SVM: Yes there are a variety of human rights abuses and violations that are undeniable. What I think we face here in Angola is what we have faced in other countries that have emerged from civil conflicts where what we call a culture of violence has developed, patterns of behaviour have existed, have either been encouraged or spontaneously emerged over the years, that have led to either a systematic or occasional violations of human rights. You do not change that overnight. I have just gone through a similar experience myself in Kosovo first and East Timor and I can tell you that even with all our good intentions as the UN Administration it is not in two and a half years that we could transform that culture of violence. That is why I have said that through a national human rights plan, the third commitment of the Government to achieving the goal of its constitution, which is an excellent one, in recognition of the responsibility of the State in promoting human rights, we can engage in a vast programme of reforms, institutional reforms, capacity building, training aimed at transforming the culture of violence into a culture of tolerance of human rights. It is not an easy task, believe you me. But what I also believe is that given the prospect of general elections in two to three years, this opens a unique window of opportunity to engage the Angolan society and civil society in particular in this country.
Q: You spoke of the UN having educational functions in human rights, will your presence in the country also have the political muscle to investigate abuses of human rights, particularly on the recent reports of violations, alleged violations by the army, will you be able to investigate allegations like that.
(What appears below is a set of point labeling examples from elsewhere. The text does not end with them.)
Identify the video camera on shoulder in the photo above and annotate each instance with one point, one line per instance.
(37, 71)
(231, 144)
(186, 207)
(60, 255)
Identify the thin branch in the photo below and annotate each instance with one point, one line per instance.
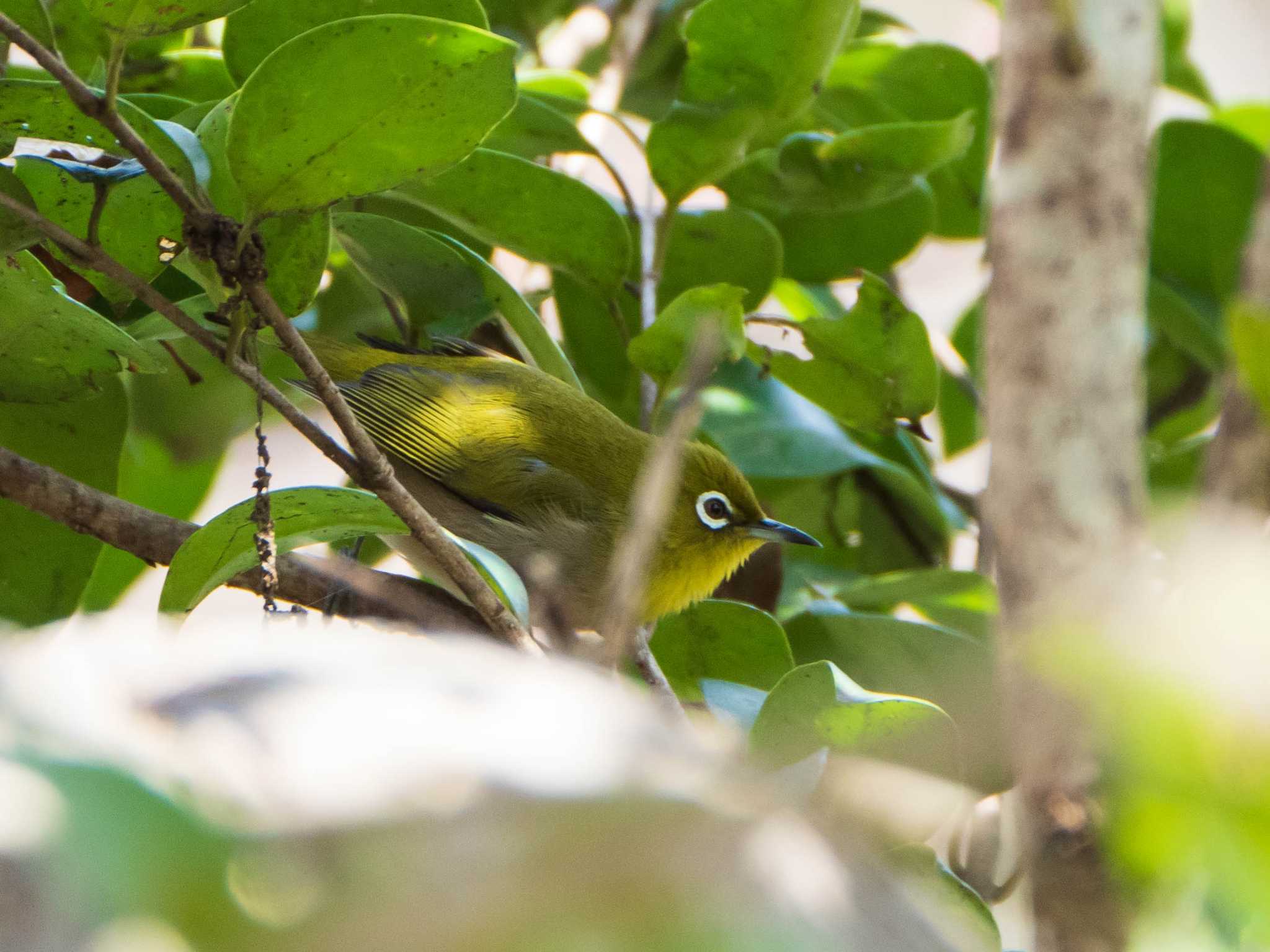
(98, 108)
(98, 260)
(651, 505)
(378, 475)
(154, 537)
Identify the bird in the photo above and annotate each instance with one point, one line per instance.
(539, 472)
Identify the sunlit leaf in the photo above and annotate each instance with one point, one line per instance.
(373, 100)
(718, 640)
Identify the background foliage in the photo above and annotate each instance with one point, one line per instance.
(385, 150)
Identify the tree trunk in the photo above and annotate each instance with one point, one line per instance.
(1065, 338)
(1237, 469)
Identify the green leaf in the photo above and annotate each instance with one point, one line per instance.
(536, 128)
(527, 329)
(295, 245)
(821, 248)
(750, 66)
(82, 40)
(16, 234)
(148, 18)
(879, 83)
(260, 27)
(534, 211)
(158, 106)
(51, 347)
(596, 333)
(662, 348)
(425, 273)
(1207, 183)
(1249, 327)
(196, 75)
(856, 169)
(719, 247)
(225, 546)
(151, 478)
(45, 565)
(951, 908)
(33, 18)
(722, 640)
(1191, 332)
(869, 367)
(1249, 120)
(815, 705)
(732, 701)
(957, 599)
(368, 102)
(950, 668)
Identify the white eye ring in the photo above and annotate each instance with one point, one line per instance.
(713, 522)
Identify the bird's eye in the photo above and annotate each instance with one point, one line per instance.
(714, 511)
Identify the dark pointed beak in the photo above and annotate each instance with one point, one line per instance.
(780, 532)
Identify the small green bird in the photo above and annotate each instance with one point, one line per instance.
(520, 462)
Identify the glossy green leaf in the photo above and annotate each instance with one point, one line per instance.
(82, 40)
(660, 350)
(732, 701)
(950, 668)
(954, 910)
(869, 367)
(51, 347)
(295, 245)
(16, 234)
(817, 705)
(719, 247)
(427, 276)
(722, 640)
(534, 211)
(963, 601)
(821, 248)
(1249, 120)
(527, 329)
(536, 128)
(151, 478)
(42, 110)
(881, 83)
(1186, 328)
(1207, 182)
(1249, 327)
(45, 565)
(596, 333)
(368, 102)
(961, 421)
(197, 75)
(750, 65)
(148, 18)
(33, 18)
(860, 168)
(559, 84)
(260, 27)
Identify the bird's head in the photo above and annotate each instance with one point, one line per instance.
(714, 526)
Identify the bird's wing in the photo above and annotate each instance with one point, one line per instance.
(468, 433)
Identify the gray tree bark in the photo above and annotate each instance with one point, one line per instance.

SVM: I have raised several of those during my visit, in the process of capacity building, of technical assistance of reform of institutions to which I have referred, you cannot use that in pedagogical terms by bringing to the attention of the Government such violations. If you were to transform the role of the UN here into an investigative one, I can tell you we will go nowhere, certainly not in the immediate future, but if we do it in partnership, then as part of our effort to reform the institutions, particularly the justice system that is very weak, the Office of the PG, then the answer is yes and the Government is keen, that is, it's interested in the police command for instance, in the Prosecutor-General's Office, in the Ministry of Justice to identify these weaknesses which are violations of human rights and transforming the behaviour of those institutions in such a way that these violations will not occur in the future, so, yes but in a constructive, helpful manner.